Streaming Gems is an ongoing feature where we discuss movies recently released on streaming services (Netflix, Amazon Prime, Hulu) that are worth your time.
RATING: ★★ 1/2 (out of four stars)
The Babysitter was released on Netflix back in October. I’ve seen it advertised on the streaming service, but kept putting it off. Well, I finally checked it out and I’m pleasantly surprised with how much I liked it. Is it a good movie? Not necessarily. But is it a fun movie? Very much so. The Babysitter is one of those movies that has bad acting and a ridiculous plot, but you can’t help but like what you see and go along with what plays out.
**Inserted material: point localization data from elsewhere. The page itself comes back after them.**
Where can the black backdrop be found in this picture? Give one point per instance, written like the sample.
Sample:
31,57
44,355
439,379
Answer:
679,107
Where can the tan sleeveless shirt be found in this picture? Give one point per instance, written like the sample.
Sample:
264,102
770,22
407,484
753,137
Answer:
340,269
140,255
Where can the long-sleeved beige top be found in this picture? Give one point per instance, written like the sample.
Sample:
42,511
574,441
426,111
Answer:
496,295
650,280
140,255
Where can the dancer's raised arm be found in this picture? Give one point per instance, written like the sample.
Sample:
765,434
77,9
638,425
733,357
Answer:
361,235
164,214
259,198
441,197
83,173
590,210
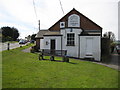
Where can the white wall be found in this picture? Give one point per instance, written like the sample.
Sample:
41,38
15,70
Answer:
96,46
71,50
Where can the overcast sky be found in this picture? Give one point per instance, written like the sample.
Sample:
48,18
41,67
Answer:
21,15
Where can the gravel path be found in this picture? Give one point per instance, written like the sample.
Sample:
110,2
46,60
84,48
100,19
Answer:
114,66
27,50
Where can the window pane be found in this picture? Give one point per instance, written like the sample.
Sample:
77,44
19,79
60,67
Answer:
70,38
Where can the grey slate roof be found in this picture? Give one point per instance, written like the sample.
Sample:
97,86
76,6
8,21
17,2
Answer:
41,33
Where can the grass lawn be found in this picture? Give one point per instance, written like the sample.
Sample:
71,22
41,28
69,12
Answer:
24,70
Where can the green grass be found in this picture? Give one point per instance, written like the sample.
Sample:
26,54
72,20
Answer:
24,70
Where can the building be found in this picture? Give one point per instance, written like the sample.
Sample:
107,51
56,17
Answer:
74,32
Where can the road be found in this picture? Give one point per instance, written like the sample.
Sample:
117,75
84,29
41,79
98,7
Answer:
4,46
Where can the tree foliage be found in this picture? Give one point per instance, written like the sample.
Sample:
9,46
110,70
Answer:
10,32
33,36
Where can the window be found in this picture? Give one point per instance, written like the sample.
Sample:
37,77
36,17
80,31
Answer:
70,39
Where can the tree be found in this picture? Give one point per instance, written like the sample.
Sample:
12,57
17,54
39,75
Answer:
111,37
12,33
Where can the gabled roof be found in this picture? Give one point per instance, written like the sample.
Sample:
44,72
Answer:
41,33
85,22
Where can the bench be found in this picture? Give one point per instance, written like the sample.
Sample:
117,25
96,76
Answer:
52,53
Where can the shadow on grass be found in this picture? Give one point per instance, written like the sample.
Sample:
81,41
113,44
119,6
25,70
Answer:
59,61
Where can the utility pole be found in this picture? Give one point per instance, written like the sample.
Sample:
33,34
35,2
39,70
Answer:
39,24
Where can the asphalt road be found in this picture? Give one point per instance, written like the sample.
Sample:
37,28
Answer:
4,46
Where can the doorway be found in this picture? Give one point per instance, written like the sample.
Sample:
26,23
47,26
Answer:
52,46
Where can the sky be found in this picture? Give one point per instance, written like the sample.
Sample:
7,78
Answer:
21,13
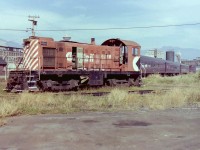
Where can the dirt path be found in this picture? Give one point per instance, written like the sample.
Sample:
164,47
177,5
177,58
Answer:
170,129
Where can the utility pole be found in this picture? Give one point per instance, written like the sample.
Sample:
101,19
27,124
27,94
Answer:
34,23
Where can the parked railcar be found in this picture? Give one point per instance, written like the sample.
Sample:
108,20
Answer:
150,65
64,65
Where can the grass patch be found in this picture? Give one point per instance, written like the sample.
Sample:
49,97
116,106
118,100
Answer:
118,99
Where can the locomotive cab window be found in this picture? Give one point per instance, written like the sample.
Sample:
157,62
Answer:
49,57
135,51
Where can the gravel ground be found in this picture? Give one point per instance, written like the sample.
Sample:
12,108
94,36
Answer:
175,129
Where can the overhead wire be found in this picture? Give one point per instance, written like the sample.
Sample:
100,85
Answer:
114,28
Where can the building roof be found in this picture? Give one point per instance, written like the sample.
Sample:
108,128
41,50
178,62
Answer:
119,42
2,62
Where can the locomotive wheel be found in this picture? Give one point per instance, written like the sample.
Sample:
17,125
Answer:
112,82
130,82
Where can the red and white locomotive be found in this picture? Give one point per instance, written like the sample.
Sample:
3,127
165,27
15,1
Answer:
50,65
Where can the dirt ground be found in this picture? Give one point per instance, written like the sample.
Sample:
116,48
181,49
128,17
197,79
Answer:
175,129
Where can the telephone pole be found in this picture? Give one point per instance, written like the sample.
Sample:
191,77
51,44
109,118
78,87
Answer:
34,23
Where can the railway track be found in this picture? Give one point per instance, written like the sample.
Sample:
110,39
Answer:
141,92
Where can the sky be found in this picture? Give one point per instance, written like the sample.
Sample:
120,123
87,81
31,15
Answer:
101,14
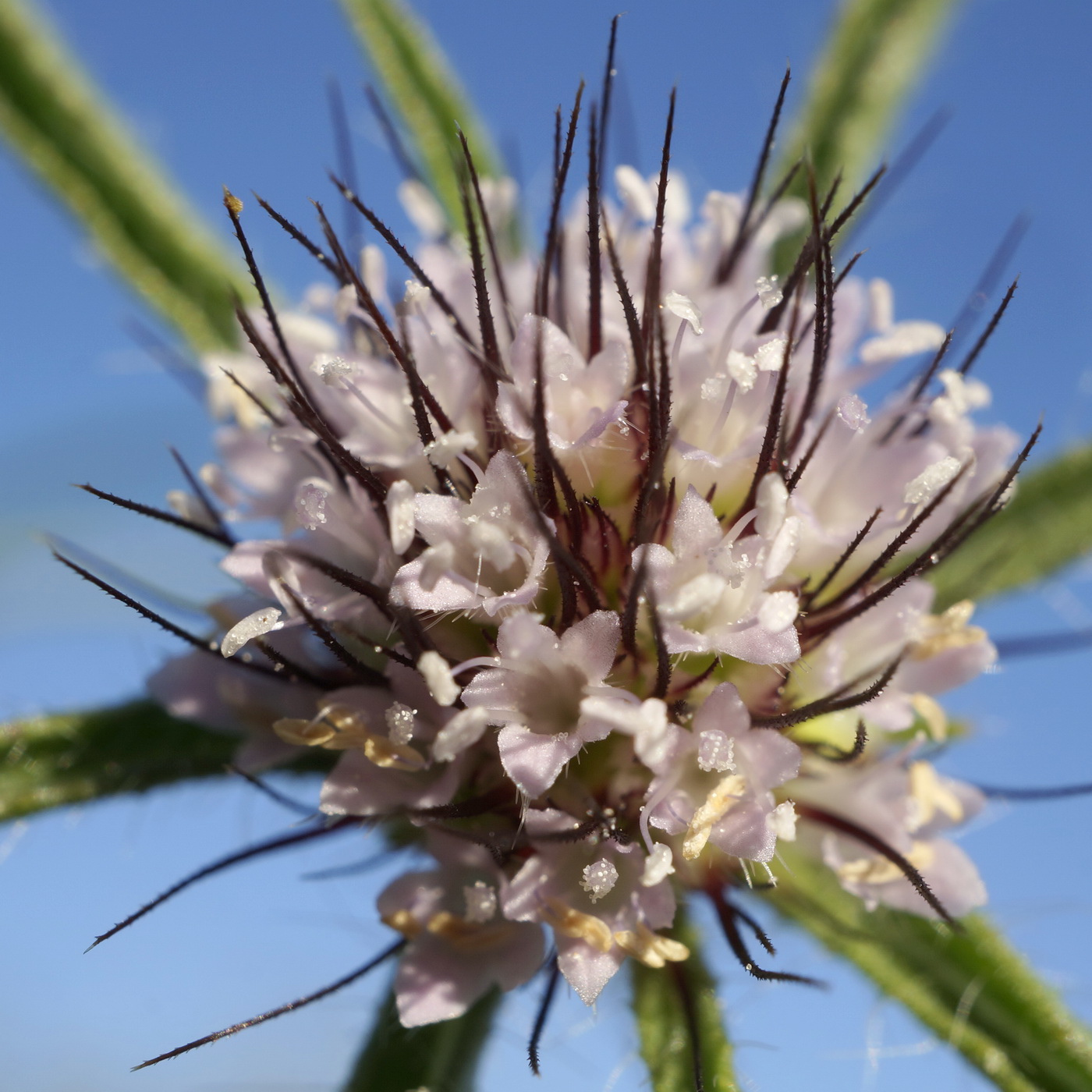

The story follows Cole (Judah Lewis), a kid in middle school who gets picked on all the time and is one of the few people around his age that still has a babysitter. Bee (Samara Weaving) is the babysitter and she is the typical attractive blonde girl every 12-year-old boy would have a crush on. Cole decides to stay up one night and spy on Bee, where he witnesses something out of the ordinary. And this is where the movie gets extremely campy and cheesy, as we find out that Bee is part of a satanic cult and needs Cole’s blood since he’s pure. The plot is crazy, but one thing The Babysitter never fails to keep you entertained.
Oddly enough, The Babysitter feels like a knockoff of an Edgar Wright film. Director McG, who you may remember directed the below average Terminator: Salvation, seems to have drawn inspiration from Wright’s cult classic Scott Pilgrim vs. The World. A lot of the camera moves and character intros certainly feel like pages taken out of a comic book and it totally works for the tone and story of The Babysitter. Though as ridiculous as the story is, I think this fairly new Netflix original film is important to the horror genre because it attempts to reinvent it. Does it always succeed? No, but it does have some moments that are nicely executed. And by the end of it, the coming of age theme planted within the opening minutes of the film comes full circle.
As far as the acting goes, the supporting cast is pretty bad, but it doesn’t ruin the movie; in fact, it adds to the cheesiness. From the technical side, the cinematography was cool except from numerous light leaks on establishing wide shots. The biggest issue with The Babysitter is that it loses steam in the last 15 minutes. While this isn’t a film you take seriously, I found myself wanting it to end sooner rather than later. However, if you’re looking to past the time with a quick watch, I highly recommend you check out The Babysitter, which is now streaming on Netflix.